L’inchiesta è ancora in corso e l’unica cosa certa è che el diez è morto “da solo” e male assistito. Intanto il giudice Susana Tedesco, del Tribunale di Buenos Aires, ha dato il via libera alla richiesta dei cinque figli (avuti da quattro donne diverse: Dalma, Giannina, Diego jr, Jana e Dieguito Fernando, quest’ultimo di appena 8 anni) di mettere all’asta i beni del padre. La data prevista è il 19 dicembre prossimo e la lista di quanto sarà battuto molto lunga. Case di lusso e non, automobili coupé, 13 palloni (uno ufficiale del Napoli) decorati dall’artista colombiano Mr Bling, alcuni dei quali autografati dallo stesso Maradona. Come pure una lettera di Fidel Castro; 31 libri dedicati personalmente al Pibe de oro; vestiti; maglie da calcio; casse di trofei e premi e persino una polo da tennis autografata da Roger Federer.

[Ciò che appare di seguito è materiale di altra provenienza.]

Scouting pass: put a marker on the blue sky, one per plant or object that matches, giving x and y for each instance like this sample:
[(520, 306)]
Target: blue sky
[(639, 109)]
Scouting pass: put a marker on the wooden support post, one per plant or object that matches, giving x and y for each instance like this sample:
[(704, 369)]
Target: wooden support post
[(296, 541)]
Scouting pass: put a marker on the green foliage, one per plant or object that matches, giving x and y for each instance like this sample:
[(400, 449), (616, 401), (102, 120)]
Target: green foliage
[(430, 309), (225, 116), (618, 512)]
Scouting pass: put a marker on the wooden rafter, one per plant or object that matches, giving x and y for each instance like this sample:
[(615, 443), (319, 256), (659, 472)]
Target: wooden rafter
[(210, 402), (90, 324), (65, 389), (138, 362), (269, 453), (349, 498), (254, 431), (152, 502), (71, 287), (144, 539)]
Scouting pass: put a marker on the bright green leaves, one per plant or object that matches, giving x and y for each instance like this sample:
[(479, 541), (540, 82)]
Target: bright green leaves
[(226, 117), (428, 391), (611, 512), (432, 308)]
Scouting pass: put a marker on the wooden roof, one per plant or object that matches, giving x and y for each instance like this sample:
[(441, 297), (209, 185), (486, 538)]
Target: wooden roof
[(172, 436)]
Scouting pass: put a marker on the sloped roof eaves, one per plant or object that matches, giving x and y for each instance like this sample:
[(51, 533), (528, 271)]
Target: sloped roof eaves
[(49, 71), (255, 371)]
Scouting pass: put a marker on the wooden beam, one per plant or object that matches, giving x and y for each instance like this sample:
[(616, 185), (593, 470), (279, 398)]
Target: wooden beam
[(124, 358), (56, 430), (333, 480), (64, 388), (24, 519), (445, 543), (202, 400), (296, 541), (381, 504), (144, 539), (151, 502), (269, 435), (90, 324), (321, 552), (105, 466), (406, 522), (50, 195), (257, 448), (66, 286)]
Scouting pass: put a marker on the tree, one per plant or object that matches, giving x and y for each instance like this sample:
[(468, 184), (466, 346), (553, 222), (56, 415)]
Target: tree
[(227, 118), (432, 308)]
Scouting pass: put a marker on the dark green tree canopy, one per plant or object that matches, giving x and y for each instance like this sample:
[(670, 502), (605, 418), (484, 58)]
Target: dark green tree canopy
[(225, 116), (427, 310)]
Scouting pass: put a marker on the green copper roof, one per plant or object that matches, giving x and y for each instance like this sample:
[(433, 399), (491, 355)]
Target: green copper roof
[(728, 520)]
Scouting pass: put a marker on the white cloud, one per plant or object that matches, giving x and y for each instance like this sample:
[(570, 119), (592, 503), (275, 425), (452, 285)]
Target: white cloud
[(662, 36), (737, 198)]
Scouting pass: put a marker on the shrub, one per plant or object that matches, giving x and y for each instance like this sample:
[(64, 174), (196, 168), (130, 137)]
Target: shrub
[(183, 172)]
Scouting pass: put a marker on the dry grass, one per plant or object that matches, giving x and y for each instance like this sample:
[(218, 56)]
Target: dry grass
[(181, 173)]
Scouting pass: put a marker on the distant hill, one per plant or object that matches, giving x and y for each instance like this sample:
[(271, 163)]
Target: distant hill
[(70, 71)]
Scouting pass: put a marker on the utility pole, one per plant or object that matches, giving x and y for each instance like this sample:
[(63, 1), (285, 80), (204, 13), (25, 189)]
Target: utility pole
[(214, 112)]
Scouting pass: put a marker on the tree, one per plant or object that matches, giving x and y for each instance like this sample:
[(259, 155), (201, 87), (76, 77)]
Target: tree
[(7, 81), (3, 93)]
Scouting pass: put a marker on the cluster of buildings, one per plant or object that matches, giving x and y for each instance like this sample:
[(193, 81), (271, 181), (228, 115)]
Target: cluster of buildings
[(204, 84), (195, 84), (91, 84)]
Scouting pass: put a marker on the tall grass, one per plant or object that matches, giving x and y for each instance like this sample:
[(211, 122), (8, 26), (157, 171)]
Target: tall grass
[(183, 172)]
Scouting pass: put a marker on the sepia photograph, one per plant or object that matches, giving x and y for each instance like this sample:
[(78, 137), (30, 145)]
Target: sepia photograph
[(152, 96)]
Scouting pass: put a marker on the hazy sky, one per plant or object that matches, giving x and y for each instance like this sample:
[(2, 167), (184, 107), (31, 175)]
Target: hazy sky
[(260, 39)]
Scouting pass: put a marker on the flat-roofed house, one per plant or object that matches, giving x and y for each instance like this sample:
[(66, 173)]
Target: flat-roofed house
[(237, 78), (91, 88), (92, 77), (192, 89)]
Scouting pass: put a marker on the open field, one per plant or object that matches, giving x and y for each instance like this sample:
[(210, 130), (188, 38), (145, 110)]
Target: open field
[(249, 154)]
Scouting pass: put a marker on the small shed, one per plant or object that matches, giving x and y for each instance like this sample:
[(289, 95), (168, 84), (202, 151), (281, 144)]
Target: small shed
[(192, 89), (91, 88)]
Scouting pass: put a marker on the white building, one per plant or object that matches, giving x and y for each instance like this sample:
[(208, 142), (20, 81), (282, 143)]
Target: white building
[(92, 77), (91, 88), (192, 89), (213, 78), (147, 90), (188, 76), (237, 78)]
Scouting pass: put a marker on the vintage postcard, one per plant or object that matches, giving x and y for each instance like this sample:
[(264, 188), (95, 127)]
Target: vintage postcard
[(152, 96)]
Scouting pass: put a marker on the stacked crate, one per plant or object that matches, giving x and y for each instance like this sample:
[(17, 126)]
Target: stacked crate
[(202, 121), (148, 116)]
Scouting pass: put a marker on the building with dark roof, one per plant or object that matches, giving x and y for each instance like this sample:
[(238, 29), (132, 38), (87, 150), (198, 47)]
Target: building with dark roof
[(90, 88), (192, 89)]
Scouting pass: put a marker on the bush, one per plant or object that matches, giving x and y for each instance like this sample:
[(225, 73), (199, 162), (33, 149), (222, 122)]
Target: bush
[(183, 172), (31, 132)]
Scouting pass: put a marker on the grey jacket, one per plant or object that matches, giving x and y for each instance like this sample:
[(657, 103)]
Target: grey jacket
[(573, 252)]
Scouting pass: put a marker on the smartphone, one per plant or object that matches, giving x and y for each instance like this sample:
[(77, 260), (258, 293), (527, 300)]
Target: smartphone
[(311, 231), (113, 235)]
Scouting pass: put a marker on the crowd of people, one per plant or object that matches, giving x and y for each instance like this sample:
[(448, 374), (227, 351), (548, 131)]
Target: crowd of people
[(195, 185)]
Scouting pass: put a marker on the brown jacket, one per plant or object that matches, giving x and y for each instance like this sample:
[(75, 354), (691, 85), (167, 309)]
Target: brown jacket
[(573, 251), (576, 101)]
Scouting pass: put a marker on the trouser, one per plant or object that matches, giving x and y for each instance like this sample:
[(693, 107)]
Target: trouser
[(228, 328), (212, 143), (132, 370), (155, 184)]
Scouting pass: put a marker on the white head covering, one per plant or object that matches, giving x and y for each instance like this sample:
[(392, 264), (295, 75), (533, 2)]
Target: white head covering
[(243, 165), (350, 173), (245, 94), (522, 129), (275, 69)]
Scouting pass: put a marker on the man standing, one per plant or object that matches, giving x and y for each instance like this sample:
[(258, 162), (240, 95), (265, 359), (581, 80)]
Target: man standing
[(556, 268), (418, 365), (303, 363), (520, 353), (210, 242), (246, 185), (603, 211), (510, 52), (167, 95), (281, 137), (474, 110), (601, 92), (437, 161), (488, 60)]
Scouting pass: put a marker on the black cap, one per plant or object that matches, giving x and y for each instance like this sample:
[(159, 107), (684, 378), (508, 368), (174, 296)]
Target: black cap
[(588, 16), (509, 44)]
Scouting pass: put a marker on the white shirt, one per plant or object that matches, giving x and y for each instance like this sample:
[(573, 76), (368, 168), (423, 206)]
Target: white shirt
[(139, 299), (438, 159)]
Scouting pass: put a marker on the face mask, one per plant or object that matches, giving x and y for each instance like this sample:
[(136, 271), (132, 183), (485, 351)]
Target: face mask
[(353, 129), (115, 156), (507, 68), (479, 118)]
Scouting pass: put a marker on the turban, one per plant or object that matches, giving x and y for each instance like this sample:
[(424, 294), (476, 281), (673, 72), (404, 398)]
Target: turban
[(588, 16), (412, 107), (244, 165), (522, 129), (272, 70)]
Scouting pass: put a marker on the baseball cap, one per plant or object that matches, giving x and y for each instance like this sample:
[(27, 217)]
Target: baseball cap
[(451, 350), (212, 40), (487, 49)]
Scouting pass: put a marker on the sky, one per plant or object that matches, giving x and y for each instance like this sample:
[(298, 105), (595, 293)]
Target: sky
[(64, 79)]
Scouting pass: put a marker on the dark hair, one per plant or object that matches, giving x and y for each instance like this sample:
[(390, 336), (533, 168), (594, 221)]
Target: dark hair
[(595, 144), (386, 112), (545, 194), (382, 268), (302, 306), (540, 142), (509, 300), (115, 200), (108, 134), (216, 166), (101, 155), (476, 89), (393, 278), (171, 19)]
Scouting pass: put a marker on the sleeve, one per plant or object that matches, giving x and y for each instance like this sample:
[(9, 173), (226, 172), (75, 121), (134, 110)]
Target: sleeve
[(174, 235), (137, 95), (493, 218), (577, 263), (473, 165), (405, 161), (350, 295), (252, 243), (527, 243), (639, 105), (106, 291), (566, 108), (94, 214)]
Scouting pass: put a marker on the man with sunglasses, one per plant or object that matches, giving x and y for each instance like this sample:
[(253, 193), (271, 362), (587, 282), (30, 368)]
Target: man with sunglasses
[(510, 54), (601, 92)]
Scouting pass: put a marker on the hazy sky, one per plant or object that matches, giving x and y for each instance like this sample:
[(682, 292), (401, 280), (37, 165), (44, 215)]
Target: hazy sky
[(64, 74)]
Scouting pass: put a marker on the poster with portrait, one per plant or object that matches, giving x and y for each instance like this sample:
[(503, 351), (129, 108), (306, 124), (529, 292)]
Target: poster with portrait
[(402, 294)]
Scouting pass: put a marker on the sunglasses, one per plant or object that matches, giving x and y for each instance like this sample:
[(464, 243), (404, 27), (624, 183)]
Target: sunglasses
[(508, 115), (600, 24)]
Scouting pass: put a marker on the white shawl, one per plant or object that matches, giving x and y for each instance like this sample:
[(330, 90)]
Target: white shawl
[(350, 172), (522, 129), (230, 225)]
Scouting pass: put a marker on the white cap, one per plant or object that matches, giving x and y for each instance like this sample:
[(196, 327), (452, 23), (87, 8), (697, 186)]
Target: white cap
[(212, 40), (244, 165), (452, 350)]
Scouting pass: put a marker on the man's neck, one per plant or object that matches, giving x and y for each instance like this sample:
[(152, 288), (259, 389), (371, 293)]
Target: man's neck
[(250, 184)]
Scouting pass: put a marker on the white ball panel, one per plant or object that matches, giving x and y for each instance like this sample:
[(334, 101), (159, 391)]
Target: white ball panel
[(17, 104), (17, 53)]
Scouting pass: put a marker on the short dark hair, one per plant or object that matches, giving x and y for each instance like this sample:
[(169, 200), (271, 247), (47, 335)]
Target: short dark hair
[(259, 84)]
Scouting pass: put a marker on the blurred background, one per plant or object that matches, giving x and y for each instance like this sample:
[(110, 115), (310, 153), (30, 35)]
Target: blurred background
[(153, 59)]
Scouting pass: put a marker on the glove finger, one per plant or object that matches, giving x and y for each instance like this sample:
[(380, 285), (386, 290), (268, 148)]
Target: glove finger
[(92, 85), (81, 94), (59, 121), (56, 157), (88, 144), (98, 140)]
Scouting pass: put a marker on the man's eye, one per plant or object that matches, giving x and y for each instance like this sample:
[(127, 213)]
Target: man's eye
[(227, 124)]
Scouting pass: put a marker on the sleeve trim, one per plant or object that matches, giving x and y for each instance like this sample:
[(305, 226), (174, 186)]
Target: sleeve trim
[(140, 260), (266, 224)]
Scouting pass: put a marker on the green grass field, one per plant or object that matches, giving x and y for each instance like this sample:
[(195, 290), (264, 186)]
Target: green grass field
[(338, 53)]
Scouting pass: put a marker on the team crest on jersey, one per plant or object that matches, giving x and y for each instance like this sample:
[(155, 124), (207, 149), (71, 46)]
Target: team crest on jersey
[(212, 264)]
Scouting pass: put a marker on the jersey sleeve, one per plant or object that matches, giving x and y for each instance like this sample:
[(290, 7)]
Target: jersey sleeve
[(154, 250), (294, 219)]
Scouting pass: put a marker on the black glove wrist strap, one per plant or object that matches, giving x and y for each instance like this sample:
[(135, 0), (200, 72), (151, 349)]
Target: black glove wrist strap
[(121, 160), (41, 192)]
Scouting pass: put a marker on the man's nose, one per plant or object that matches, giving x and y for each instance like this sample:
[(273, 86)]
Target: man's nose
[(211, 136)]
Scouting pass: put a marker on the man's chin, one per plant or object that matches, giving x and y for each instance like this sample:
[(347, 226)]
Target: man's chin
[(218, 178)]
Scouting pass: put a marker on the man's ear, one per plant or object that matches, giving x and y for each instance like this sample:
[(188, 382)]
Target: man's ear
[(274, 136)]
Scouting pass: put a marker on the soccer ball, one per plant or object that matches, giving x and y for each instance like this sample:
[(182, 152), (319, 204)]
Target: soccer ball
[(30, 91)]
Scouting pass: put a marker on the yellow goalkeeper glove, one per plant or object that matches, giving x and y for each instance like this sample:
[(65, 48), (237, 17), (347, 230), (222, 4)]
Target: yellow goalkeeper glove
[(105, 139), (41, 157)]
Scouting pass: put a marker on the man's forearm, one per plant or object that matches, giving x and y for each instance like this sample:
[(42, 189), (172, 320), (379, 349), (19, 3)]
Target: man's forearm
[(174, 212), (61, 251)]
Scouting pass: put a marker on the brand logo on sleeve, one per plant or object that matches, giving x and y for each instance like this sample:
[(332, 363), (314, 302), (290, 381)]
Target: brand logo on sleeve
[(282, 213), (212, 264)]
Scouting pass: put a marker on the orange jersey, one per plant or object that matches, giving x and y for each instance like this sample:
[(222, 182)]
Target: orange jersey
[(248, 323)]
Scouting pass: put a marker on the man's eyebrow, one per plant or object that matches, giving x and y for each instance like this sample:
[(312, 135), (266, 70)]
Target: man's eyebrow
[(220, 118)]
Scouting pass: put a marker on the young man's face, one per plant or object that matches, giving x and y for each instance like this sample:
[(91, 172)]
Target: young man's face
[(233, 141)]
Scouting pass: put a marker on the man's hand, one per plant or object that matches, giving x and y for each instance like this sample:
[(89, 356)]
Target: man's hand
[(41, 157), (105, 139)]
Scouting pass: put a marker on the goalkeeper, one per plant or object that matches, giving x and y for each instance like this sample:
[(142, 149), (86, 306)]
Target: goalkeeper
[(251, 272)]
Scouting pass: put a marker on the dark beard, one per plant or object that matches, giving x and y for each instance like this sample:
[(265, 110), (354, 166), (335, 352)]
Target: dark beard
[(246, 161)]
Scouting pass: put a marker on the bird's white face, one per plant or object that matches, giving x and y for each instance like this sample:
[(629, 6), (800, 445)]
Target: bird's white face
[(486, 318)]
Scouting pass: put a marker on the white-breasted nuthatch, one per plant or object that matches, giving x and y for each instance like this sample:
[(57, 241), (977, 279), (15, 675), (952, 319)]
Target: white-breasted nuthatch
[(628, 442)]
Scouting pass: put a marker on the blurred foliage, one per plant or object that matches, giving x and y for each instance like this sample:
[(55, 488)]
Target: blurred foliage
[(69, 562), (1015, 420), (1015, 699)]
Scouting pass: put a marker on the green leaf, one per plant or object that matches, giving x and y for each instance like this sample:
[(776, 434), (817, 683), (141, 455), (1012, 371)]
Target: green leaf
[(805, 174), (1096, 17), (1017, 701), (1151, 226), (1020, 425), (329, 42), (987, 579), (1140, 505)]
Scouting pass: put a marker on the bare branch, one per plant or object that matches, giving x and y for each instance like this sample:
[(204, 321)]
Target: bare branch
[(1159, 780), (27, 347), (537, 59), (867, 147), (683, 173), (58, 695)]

Maradona il mito della “mano di Dio“
In questi giorni poi sono emerse anche le accuse di abusi sessuali arrivate dall’amante cubana e che ribadiscono solo come la cocaina abbia sconfitto Maradona più di qualunque cosa o persona. Ma non il mito, quello non lo tocca nessuno schizzo di verità o fango che sia. I documentari, i libri, le interviste leggendarie – basti pensare a Gianni Minà – sono fatti per i giorni come questi. Anche se lui, come fosse ancora in campo, è andato ben oltre quello che succede ai calciatori normali.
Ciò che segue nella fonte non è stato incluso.